If your questions are really keywords (invoice number, client name, document date), semantic reranking is overkill. BM25 plus exact filters works better there.
If you cannot A/B test – measure the effect – do not add a reranker. Without comparison numbers you do not know whether it helps. A small eval suite with 30-50 Q/A pairs is enough: measure without reranker, then with, document the delta.
Trade-offs
STRENGTHS
- Cohere Rerank: industry standard, best quality on German and French
- BGE-Reranker-v2: best open-source model, Apache 2.0, multilingual
- Voyage Rerank: 40x cheaper than Cohere at very good quality
- FlashRank: only reranker with reliable sub-100ms CPU latency
WEAKNESSES
- Cohere/Voyage API: third-country data transfer (unless via AWS Bedrock EU)
- Self-host BGE/Jina: GPU maintenance, model updates, version pinning required
- RankGPT: 1-3 s latency, LLM token cost – only for offline batches
- ColBERT: 10-100x storage overhead compared to dense embeddings
FAQ
How much better do answers really get with reranking?
On BEIR benchmarks 2025/2026, Cohere Rerank-3 lifts nDCG@10 over dense-only retrieval by 12-18%, over BM25-only by 25-30%. BGE-Reranker-v2-m3 sits 2-4 points behind Cohere. In a concrete fiduciary setup with 5,000 documents we measured +18% Recall@5 – correct answers without hallucination went from 78% to 89%.

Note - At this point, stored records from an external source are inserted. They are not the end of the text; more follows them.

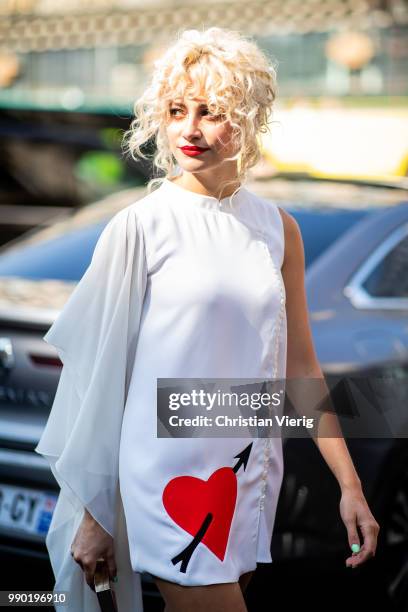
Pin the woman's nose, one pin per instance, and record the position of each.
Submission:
(191, 126)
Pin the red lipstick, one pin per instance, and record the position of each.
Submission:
(192, 151)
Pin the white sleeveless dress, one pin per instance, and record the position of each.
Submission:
(214, 307)
(180, 286)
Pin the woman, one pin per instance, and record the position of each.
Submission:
(199, 279)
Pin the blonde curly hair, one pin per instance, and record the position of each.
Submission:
(237, 78)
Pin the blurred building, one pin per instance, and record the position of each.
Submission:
(73, 54)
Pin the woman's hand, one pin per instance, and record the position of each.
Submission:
(92, 542)
(355, 512)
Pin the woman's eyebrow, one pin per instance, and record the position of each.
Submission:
(182, 103)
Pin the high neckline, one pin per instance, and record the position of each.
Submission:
(228, 203)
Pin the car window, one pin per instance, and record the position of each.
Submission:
(320, 229)
(65, 253)
(389, 278)
(65, 256)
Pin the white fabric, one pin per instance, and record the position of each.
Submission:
(214, 308)
(95, 336)
(180, 285)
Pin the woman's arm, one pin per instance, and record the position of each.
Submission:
(302, 362)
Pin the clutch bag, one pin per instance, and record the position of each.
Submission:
(104, 592)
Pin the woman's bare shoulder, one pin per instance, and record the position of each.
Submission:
(293, 237)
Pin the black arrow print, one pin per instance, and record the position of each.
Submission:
(243, 458)
(185, 554)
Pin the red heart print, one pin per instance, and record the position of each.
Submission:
(188, 500)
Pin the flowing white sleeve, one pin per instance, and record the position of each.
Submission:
(95, 336)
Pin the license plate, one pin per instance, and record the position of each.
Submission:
(26, 510)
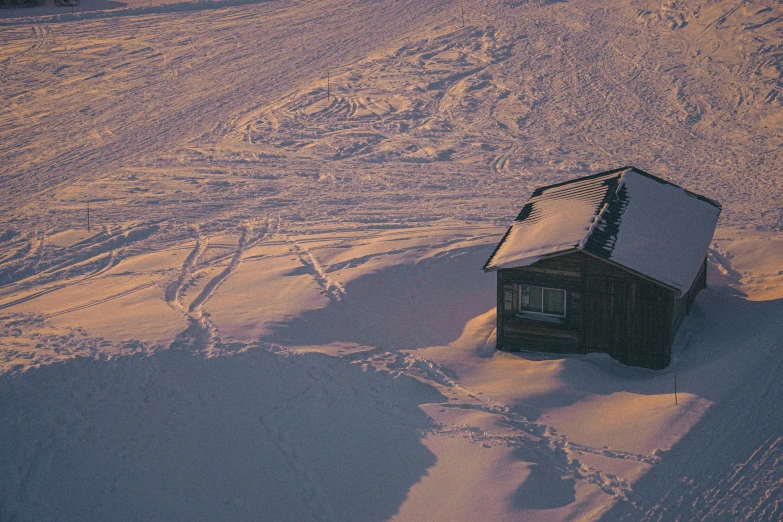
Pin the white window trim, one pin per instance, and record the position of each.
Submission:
(542, 313)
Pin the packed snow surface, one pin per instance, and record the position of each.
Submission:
(278, 312)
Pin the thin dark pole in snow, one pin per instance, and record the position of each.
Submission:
(675, 389)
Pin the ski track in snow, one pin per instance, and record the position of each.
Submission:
(186, 122)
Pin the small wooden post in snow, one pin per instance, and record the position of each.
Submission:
(675, 389)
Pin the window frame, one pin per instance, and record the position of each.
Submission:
(542, 313)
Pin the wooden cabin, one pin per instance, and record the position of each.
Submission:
(605, 263)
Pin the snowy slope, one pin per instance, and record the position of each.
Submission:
(278, 312)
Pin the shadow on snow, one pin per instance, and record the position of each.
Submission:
(175, 436)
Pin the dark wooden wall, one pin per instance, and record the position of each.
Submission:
(516, 333)
(609, 310)
(626, 316)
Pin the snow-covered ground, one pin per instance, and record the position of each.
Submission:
(278, 312)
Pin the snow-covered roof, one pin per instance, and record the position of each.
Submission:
(626, 216)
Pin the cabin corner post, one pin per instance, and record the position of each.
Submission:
(499, 319)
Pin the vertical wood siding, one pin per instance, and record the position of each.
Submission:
(608, 310)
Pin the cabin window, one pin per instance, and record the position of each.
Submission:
(542, 300)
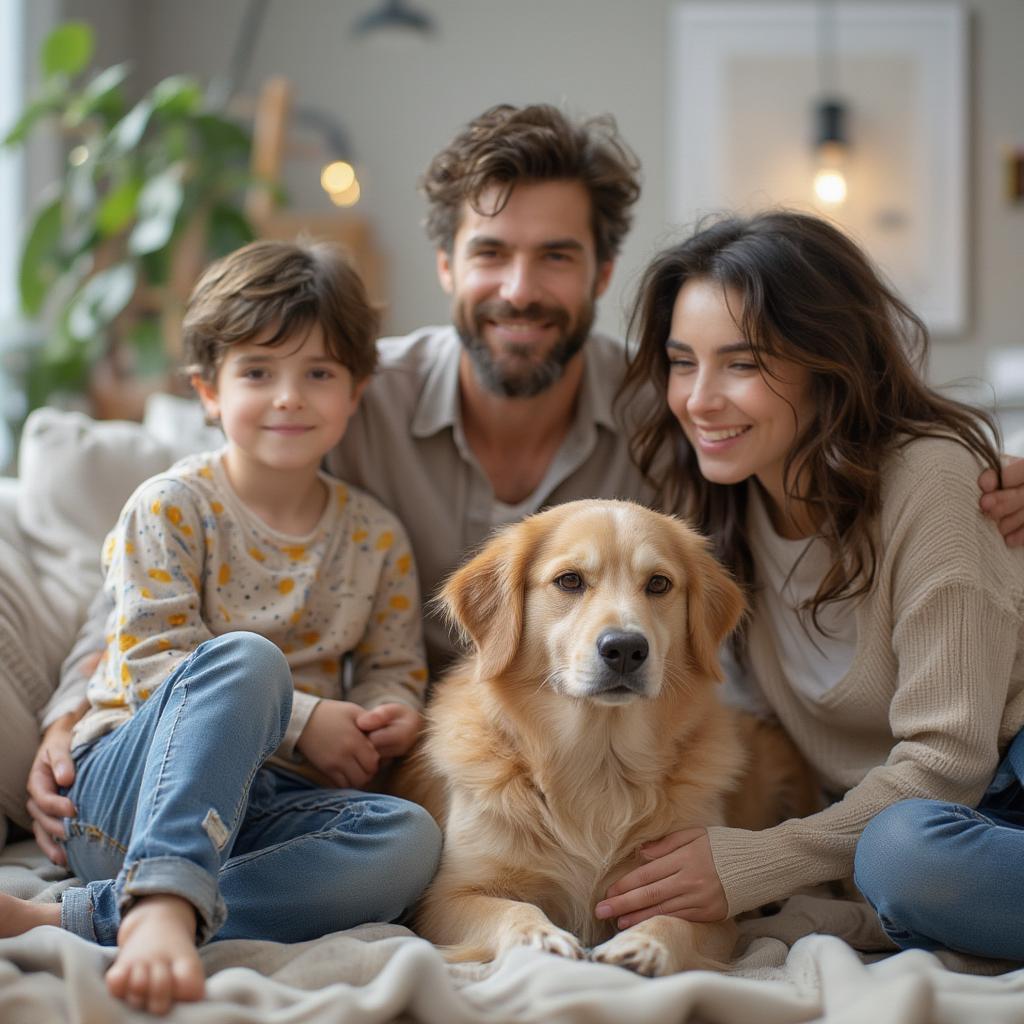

Do I need GPU for self-host reranking?
For acceptable latency: yes. BGE-Reranker-v2-m3 on an RTX 3060 ranks 50 candidates in ~150 ms. On pure CPU it is 2-5 seconds. FlashRank is the CPU-friendly alternative – smaller models, ONNX-optimised, sub-100 ms on a modern Xeon/EPYC.
How do I combine reranking with hybrid (dense + sparse) search?
Default pattern May 2026: stage 1a (dense BGE-M3, k=30) + stage 1b (BM25 via Tantivy/Elasticsearch, k=30) → reciprocal rank fusion to k=50 → stage 2 BGE-Reranker-v2 ranks to top 5. Often the top configuration on BEIR. Cost: higher because of two indexes; quality: clearly better, especially for queries with proper names.
Does reranking work on French and Italian too?
Yes, but only with multilingual models. BGE-Reranker-v2-m3, Cohere rerank-multilingual-v3, Mistral Rerank, and Jina-v2 are tested multilingual. ms-marco-MiniLM and FlashRank defaults are English-centric – too weak for DE/FR/IT corpora. Always test rerankers on an eval set in the same language as your corpus.